MG+MSUM

EXHIBITION | Acts of Contact Improvisation
02 July 2019 — 07 July 2019
#
#
#
#
#
#

Stephen Petegorsky © Steve Paxton and Nancy Stark Smith duet (1980) against the wall, from left to right Lisa Nelson, Danny Lepkoff and Christina Svane

 

Gestes du Contact Improvisation [Acts of Contact Improvisation] is a traveling exhibition from the Musée de la danse curated by Romain Bigé to inhabit the grey area between the black box of the dance studio and the white cube of the museum. In Ljubljana, the exhibition is presented in the Temporary Slovene Dance Archive at +MSUM and in the Bunker theatre at The Old Power Plant (SMEEL) from July 1st to 6th 2019.

 

The exhibition is a part of Contact Improvisation Festival Dance in the City 2

Organisation: Moave psychology in movement

 

About Contact Improvisation

Contact Improvisations is originally the title of a piece that was created in New York in 1972 by a group of athletes, gymnasts and dancers led by choreographer and improviser Steve Paxton to investigate the multifaceted aspect of touch. What happens when skins meet? How can we tune to each other? What do we do when we don’t know what we are about to do?

 

Since those first questions were asked, this piece where movers were jumping at each other, testing collisions, lifts, and touch, evolved into an experimental dance form, practised by thousands of movers all around the world. In many cities of Europe, Asia, Africa and the Americas, strangers meet skin-to-skin in improvised jams, spacetimes of investigation of the athletics and intimacies of touch.

 

Dance in copyleft

One particularity of Contact Improvisation is that its initiators decided not to copyright the form and to let it be reinvented, taught and researched by anyone who would feel called to it.
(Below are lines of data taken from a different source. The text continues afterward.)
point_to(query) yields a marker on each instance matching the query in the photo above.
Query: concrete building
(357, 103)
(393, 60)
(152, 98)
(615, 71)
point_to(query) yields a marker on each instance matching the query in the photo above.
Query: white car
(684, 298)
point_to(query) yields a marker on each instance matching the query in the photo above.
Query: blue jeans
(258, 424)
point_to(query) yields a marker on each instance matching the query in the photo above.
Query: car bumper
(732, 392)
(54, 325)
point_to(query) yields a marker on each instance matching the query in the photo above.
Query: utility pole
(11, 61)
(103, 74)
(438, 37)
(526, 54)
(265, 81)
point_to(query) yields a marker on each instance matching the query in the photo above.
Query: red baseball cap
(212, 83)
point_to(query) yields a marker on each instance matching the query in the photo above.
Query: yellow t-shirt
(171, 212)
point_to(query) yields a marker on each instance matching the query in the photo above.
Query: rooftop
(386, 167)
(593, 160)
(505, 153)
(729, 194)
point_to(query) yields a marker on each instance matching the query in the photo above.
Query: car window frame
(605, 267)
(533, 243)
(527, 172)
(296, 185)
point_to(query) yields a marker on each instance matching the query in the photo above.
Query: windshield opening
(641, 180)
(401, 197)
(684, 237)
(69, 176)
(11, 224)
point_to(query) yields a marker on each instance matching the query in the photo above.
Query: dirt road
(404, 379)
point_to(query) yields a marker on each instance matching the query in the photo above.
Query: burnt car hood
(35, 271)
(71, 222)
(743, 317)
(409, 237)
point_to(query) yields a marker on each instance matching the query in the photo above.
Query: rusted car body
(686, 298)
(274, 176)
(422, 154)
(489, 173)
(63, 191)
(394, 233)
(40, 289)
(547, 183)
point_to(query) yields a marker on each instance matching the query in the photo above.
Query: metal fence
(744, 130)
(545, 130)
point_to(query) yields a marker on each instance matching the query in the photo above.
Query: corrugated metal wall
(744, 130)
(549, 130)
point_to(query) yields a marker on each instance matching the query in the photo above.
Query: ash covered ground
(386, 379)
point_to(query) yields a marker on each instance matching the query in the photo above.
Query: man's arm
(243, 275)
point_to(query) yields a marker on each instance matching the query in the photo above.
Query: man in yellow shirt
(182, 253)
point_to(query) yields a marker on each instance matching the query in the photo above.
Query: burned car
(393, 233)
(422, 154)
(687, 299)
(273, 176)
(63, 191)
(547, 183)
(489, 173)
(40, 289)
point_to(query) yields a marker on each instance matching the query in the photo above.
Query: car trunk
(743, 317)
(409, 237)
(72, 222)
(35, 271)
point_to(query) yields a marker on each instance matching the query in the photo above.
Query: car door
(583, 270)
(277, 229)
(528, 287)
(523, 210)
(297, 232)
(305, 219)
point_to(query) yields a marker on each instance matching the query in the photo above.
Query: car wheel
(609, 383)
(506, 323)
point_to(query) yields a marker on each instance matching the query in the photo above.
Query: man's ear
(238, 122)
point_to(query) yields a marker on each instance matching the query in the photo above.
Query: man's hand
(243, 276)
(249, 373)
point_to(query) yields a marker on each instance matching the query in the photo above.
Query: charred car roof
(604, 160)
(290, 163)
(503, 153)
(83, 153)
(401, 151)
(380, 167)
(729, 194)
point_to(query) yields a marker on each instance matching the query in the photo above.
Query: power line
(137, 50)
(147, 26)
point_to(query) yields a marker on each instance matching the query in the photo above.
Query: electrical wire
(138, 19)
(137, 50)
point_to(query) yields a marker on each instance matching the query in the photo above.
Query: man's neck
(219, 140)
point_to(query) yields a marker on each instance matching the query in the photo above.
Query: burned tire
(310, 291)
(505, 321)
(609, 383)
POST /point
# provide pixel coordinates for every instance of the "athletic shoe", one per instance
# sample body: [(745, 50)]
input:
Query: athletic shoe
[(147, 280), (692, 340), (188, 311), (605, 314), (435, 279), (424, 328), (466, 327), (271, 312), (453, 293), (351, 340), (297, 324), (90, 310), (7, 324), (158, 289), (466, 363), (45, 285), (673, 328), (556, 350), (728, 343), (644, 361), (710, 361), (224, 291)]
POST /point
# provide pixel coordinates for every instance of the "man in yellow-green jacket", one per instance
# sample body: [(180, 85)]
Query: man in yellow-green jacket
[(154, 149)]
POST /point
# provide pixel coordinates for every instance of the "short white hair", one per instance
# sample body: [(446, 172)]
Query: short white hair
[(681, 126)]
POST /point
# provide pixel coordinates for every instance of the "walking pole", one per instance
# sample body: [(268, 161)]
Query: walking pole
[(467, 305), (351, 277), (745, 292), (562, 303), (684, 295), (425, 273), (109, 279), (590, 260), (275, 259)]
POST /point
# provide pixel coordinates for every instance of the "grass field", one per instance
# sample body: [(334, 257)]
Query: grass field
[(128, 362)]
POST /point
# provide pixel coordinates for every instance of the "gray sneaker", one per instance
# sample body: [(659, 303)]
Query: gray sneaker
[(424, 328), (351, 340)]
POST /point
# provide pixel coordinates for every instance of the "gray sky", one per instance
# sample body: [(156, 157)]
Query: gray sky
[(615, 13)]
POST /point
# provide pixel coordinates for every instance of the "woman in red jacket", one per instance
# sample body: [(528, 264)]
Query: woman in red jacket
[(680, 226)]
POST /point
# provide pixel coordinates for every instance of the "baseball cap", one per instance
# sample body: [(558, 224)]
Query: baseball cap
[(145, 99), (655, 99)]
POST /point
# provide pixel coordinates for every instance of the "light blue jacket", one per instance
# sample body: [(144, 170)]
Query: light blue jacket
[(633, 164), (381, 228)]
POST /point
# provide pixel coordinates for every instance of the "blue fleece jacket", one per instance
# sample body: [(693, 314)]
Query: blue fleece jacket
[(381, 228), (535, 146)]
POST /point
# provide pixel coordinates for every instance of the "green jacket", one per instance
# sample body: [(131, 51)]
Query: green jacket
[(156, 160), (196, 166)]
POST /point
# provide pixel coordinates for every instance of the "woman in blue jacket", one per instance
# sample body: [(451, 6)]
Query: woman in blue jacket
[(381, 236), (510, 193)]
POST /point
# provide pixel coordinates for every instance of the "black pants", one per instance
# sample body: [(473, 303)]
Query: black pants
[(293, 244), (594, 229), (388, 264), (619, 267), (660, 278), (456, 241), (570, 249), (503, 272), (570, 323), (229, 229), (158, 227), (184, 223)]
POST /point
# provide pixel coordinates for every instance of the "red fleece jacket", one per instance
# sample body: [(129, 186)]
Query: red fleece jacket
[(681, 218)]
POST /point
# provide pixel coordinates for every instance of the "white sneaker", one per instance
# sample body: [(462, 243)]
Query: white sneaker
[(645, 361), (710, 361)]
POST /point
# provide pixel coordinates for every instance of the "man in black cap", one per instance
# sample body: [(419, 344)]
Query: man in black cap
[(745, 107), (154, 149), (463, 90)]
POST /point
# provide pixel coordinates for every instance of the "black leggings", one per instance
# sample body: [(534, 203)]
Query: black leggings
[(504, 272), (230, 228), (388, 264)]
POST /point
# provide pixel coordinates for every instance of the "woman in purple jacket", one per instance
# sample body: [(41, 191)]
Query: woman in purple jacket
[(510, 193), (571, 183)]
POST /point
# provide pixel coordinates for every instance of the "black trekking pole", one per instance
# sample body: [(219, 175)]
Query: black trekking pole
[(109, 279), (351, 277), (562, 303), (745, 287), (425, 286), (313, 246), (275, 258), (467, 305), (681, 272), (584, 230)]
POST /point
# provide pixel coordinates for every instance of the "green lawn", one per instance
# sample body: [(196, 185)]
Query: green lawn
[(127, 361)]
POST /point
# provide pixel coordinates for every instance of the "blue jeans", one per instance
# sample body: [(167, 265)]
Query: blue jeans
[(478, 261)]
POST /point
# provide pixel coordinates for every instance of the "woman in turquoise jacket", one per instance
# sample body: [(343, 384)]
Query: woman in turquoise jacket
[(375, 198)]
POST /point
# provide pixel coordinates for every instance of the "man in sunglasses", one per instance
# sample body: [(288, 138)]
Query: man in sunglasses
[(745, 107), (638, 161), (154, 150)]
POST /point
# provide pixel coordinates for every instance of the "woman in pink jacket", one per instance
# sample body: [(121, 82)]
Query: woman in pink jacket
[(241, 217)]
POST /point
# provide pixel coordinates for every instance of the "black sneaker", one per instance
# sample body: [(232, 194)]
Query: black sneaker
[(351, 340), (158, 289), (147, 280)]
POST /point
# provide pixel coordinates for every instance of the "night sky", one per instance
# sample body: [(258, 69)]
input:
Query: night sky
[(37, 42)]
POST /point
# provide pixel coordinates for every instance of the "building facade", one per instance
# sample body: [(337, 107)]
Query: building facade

This anarchist stance was one key of Contact Improvisation’s success and wide spread, but it is also a structuring feature of the practice itself: dancing partners vow, in each dance, to be in service of the relation they co-construct and to suspend, as much as they can, the hierarchic roles that gender, skin colour, class, age, and physical and cognitive abilities, often introduce in human relations.

 

A political practice as much as a choreographic adventure coursing through five decades, Contact Improvisation holds a promise to renew our sensory maps and our imaginations for collective action.

 

Touching, Undoing, Not-doing, Falling, Writing

From the oustide, Contact Improvisation looks like puppies playing together, sex, napping, acrobatics. From the inside, contacters live in a world of spins, plunged in a bath of tactile and weight sensations. Together, they negotiate: not-knowing what they are about to do, discovering each other through touch and movement.

 

The exhibition aims at making felt these external and internal gestures that contacters live from the inside. It is articulated around five gestures: Touching, Not-doing, Writing, Falling, Undoing. These five gestures map the practice: they allow for looking at its history, and to envisage its present. For this comparative to be held, the exhibition is never without dancers: we show films, dance magazines, we propose recordings of dancers guiding pocket practices, but most importantly, we are practising. Every day of the exhibition, on view, dancers alternate workshop and jams where, meeting strangers skin-to-skin, they will experiment with the basic sensations of weight, touch, and moving-together with another body.

 

The exhibition showcases video works by VideoDa (Lisa Nelson, Steve Paxton, Stephen Petergorsky, and Nancy Stark Smith), Cathy Weis, Ishmael Houston-Jones and Fred Holland, as well as Contredanse (Florence Corin and Baptiste Adrien), together with a selection of Contact Quarterly magazines (currently edited by Nancy Stark Smith and Lisa Nelson), drawings by Nancy Stark Smith, and audio recordings of Steve Paxton and Živa Jerman. It was curated by Romain Bigé for Boris Charmatz’s Musée de la danse in Rennes with the help of the designer collective g-u-i and the museum’s team. In Ljubljana, it was recreated thanks to the work of Živa Jerman, and the support of the Bunker and Rok Vevar’s Temporary Slovene Dance Archive.